I can’t find any info regarding my question. This is more theoretical question.
For example, i have table keywords.
CREATE TABLE IF NOT EXISTS `keywords` (
`kid` int(11) unsigned NOT NULL AUTO_INCREMENT,
`language_id` int(11) NOT NULL,
`keyword` varchar(120) NOT NULL,
PRIMARY KEY (`kid`),
UNIQUE KEY `custom_idx` (`language_id`,`keyword`)
) ENGINE=InnoDB DEFAULT CHARSET=utf8 AUTO_INCREMENT=1 ;
My server has 1GB of free RAM memory. My table has millions of rows and size of my custom_idx is more than 1GB. Index can’t fit into RAM memory. What would mysql do ? Is only part of this index will be stored in the memory ? Will this break BTREE/Clustered index performance dramatically ?
Also, if size of my index can’t fit into innodb_buffer_pool_size limits, what would happen ?
Is replication is the answer to enormous InnoDB databases where indexes can’t fit into RAM memory ?

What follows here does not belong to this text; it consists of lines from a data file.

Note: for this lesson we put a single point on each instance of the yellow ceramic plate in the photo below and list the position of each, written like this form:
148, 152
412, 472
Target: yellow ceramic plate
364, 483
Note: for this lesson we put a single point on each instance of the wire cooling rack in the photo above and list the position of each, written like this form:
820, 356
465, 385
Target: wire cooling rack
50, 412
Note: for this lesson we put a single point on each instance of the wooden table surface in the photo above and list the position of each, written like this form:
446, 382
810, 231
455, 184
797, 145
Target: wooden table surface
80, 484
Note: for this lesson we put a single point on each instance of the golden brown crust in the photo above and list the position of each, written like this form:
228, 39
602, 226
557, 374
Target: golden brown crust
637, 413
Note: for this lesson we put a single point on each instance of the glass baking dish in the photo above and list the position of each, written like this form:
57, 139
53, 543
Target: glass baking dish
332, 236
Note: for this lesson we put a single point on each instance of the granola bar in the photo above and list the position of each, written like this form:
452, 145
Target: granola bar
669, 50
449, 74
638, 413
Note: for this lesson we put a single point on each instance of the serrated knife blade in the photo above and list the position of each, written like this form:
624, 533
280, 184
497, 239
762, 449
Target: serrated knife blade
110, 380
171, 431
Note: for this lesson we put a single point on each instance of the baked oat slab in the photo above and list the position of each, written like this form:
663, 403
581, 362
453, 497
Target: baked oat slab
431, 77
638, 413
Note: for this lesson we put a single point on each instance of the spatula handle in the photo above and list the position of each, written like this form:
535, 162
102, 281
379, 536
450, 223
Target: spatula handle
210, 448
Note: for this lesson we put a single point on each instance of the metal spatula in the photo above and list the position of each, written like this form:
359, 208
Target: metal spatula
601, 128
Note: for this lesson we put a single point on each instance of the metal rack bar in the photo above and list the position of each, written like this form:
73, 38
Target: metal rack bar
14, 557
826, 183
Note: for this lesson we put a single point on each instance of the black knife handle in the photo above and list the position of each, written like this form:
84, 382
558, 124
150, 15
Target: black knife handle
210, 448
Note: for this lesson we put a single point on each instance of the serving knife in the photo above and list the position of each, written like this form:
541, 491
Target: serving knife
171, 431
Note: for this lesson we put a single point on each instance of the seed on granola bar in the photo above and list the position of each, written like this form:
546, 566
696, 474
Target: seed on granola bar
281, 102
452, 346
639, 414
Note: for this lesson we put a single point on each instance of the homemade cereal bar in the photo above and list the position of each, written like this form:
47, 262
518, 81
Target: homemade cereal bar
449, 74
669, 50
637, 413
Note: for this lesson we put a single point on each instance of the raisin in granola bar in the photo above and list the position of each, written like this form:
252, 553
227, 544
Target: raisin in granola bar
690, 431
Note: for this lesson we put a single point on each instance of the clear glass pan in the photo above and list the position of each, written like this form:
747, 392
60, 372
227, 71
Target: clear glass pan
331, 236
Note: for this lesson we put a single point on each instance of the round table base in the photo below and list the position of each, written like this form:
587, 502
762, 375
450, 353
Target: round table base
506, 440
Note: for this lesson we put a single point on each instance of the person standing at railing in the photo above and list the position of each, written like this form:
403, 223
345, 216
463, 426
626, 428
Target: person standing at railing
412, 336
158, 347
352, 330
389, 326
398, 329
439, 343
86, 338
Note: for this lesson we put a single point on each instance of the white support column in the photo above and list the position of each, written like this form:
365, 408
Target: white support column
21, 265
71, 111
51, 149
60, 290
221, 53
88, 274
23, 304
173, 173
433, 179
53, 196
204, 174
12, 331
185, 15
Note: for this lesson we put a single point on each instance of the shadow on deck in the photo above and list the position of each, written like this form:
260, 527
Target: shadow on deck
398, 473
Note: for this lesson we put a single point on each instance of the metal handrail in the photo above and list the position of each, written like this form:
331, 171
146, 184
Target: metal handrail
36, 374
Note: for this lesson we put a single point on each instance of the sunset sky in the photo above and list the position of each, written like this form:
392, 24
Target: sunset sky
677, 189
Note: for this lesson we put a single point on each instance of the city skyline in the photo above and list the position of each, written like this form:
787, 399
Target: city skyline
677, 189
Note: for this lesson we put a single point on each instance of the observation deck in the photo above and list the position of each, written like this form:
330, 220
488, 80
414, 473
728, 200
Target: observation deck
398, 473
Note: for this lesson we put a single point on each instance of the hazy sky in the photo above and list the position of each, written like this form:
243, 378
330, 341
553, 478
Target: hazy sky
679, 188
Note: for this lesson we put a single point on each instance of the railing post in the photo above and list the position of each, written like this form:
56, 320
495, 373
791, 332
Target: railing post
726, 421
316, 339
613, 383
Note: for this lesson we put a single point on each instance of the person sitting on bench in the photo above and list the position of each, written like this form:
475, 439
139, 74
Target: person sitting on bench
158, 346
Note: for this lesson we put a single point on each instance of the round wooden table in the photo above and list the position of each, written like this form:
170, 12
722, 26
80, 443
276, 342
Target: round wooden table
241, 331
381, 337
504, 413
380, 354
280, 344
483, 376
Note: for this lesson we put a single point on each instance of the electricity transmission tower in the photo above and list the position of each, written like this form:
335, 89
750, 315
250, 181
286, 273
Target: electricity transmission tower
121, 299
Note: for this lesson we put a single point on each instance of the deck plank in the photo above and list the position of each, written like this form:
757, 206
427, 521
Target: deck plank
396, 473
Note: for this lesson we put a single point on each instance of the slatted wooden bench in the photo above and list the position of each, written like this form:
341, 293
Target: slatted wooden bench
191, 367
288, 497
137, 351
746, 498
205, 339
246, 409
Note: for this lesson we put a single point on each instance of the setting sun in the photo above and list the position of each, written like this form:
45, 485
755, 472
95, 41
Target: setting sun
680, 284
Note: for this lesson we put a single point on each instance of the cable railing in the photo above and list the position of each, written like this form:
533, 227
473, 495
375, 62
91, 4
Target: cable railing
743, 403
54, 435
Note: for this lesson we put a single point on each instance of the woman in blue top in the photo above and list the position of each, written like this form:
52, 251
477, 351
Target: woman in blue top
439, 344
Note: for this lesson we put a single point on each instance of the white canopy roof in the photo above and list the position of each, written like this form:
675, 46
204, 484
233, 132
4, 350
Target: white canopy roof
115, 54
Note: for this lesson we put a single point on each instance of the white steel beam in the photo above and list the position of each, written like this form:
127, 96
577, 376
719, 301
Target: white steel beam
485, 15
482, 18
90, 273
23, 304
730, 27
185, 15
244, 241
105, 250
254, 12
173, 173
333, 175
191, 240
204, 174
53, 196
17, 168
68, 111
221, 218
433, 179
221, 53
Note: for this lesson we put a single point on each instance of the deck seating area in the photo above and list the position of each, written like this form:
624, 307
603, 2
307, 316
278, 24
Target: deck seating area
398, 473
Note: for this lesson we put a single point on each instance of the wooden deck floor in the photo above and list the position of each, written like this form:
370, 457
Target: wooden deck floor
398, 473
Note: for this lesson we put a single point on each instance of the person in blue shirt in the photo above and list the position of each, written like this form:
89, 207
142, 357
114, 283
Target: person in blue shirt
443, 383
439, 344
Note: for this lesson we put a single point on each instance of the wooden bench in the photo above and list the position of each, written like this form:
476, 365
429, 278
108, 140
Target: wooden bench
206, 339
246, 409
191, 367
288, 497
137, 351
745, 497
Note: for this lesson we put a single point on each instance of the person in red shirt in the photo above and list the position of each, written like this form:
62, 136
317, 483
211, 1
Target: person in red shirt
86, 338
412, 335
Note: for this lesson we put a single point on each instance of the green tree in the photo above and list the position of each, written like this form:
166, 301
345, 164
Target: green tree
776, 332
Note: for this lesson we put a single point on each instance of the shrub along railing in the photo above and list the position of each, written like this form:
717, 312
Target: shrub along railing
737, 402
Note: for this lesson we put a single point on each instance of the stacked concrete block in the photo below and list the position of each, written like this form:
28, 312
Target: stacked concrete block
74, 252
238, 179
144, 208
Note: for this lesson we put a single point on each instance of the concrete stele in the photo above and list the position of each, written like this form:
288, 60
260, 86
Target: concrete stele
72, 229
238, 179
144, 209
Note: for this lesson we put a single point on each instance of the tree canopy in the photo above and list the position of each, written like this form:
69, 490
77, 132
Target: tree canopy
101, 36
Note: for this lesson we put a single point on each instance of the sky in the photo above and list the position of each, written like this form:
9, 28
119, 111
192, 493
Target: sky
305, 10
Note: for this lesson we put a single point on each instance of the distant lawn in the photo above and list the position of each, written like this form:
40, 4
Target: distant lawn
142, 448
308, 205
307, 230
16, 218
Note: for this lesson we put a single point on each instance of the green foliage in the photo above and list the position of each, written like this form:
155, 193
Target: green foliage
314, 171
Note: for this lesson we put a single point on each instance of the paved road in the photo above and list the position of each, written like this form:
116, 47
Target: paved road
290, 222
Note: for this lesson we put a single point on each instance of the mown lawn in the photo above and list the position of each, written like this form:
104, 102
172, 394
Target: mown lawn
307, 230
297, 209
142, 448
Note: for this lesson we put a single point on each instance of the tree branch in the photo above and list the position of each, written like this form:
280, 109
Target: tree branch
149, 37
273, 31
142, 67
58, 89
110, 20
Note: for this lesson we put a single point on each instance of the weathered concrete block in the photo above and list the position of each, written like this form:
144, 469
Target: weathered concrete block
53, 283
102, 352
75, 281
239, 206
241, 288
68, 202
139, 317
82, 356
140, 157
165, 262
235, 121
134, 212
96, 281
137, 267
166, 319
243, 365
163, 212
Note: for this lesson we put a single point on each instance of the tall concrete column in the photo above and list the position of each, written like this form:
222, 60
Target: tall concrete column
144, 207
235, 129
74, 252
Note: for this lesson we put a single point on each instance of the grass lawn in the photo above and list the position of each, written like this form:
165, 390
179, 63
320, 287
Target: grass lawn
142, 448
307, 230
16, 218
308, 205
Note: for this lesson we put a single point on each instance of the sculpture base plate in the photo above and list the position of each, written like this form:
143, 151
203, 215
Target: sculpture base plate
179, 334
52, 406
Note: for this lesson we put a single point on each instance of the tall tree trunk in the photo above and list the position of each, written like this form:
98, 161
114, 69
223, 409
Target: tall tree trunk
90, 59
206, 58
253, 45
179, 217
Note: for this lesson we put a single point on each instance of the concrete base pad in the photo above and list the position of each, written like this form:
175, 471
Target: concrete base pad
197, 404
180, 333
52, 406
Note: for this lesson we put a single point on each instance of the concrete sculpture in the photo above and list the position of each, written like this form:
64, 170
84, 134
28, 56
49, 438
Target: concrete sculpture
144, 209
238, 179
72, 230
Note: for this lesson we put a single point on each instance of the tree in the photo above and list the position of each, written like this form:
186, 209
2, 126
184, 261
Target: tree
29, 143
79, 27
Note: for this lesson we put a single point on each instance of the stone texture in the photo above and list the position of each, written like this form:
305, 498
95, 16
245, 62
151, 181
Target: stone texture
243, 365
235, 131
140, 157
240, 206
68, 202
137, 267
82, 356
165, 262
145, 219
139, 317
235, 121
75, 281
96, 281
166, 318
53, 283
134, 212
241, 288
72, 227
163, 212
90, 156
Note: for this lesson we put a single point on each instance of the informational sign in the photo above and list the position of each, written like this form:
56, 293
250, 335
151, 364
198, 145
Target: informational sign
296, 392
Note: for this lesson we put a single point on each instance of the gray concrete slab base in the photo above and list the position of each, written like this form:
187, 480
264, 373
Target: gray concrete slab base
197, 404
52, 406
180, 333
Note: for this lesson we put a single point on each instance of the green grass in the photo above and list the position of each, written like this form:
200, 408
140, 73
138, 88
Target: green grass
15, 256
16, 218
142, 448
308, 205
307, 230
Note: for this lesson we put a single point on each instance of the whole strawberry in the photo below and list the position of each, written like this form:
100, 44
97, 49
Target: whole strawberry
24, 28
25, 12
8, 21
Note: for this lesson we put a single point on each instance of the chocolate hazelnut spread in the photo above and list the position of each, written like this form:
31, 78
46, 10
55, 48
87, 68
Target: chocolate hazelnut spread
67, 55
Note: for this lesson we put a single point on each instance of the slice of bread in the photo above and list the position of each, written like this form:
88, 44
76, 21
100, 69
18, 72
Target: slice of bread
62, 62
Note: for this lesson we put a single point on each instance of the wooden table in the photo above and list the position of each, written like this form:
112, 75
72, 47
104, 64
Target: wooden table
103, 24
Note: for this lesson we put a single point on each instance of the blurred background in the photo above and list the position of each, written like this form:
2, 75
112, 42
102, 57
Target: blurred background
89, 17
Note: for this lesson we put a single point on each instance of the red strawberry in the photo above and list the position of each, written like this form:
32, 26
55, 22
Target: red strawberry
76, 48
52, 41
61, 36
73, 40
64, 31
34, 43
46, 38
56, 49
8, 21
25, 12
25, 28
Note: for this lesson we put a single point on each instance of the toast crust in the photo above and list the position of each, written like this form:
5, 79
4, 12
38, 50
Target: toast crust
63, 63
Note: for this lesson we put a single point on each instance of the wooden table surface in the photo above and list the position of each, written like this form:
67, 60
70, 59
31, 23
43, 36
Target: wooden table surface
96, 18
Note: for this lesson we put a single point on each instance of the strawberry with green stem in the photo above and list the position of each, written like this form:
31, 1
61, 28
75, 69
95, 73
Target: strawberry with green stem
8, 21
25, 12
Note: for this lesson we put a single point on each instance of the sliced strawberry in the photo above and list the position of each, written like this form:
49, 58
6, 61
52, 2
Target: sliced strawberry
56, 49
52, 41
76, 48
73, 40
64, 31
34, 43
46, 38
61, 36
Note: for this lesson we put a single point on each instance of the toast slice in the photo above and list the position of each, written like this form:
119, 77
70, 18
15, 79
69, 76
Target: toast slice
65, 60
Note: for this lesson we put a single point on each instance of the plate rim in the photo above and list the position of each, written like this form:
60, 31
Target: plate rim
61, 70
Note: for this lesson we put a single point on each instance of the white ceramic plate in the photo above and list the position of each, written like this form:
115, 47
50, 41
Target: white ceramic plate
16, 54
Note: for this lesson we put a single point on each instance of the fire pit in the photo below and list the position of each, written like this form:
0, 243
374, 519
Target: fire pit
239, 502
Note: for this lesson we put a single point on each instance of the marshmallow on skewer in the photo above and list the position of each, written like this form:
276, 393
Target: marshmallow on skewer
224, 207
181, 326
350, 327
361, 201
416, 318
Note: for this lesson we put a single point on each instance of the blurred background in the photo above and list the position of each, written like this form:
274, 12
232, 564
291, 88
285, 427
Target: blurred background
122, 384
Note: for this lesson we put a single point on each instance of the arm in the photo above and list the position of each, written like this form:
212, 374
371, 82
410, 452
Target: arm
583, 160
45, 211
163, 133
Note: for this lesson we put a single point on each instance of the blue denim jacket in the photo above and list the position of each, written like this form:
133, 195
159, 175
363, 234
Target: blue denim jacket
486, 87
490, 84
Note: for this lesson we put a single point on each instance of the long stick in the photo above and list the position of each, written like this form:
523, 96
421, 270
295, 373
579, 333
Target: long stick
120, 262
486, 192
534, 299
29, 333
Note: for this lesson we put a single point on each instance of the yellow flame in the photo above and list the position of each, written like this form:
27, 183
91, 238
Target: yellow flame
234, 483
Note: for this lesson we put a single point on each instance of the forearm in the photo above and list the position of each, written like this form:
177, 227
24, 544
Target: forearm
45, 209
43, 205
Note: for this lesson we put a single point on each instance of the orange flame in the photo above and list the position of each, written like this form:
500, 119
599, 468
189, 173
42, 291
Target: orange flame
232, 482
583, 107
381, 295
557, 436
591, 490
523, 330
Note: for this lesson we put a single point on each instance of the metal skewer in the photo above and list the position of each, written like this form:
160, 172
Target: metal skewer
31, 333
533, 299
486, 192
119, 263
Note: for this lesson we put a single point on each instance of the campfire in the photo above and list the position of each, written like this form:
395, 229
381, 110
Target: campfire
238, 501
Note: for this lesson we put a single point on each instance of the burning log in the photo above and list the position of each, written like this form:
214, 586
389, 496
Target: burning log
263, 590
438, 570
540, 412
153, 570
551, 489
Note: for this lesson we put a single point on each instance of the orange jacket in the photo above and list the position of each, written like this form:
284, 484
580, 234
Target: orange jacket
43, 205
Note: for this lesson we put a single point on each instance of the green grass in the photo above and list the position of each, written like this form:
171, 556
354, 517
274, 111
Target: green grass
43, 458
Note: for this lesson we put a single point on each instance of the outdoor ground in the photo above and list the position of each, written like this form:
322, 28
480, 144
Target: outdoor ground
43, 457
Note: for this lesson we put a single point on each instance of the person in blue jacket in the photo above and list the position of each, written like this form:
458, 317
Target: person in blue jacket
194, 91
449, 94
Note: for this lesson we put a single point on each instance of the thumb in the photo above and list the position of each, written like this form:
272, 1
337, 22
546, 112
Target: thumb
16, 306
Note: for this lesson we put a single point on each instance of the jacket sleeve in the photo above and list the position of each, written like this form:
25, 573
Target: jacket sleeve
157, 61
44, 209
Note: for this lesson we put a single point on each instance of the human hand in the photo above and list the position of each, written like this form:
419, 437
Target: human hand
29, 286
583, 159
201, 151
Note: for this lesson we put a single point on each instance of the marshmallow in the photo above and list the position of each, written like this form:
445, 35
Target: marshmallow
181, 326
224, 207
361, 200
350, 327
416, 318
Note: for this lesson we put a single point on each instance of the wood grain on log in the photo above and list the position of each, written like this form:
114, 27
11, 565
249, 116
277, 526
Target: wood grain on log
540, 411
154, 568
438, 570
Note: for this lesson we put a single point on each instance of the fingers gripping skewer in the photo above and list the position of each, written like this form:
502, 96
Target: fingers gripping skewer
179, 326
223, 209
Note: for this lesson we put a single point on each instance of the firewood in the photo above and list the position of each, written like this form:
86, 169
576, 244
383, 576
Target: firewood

InnoDB uses the InnoDB buffer pool (whose size is controlled using the
innodb_buffer_pool_sizevariable) to cache a lot of different data structures, including row data and indexes. If your data set is too large for this buffer pool, MySQL will of course swap. How dramatic the effects are, you’ll have to measure. It can be anything between “barely noticeable” and “queries take 1000x longer”.Replication is most certainly not a solution. Replication only syncs your data to another machine, and it doesn’t allow schema differences (e.g., different indexes, if you had that in mind) between them. If that other machine is equally underequipped, you’ll come out with two instead of one slow database servers. You should probably install more memory into the first server.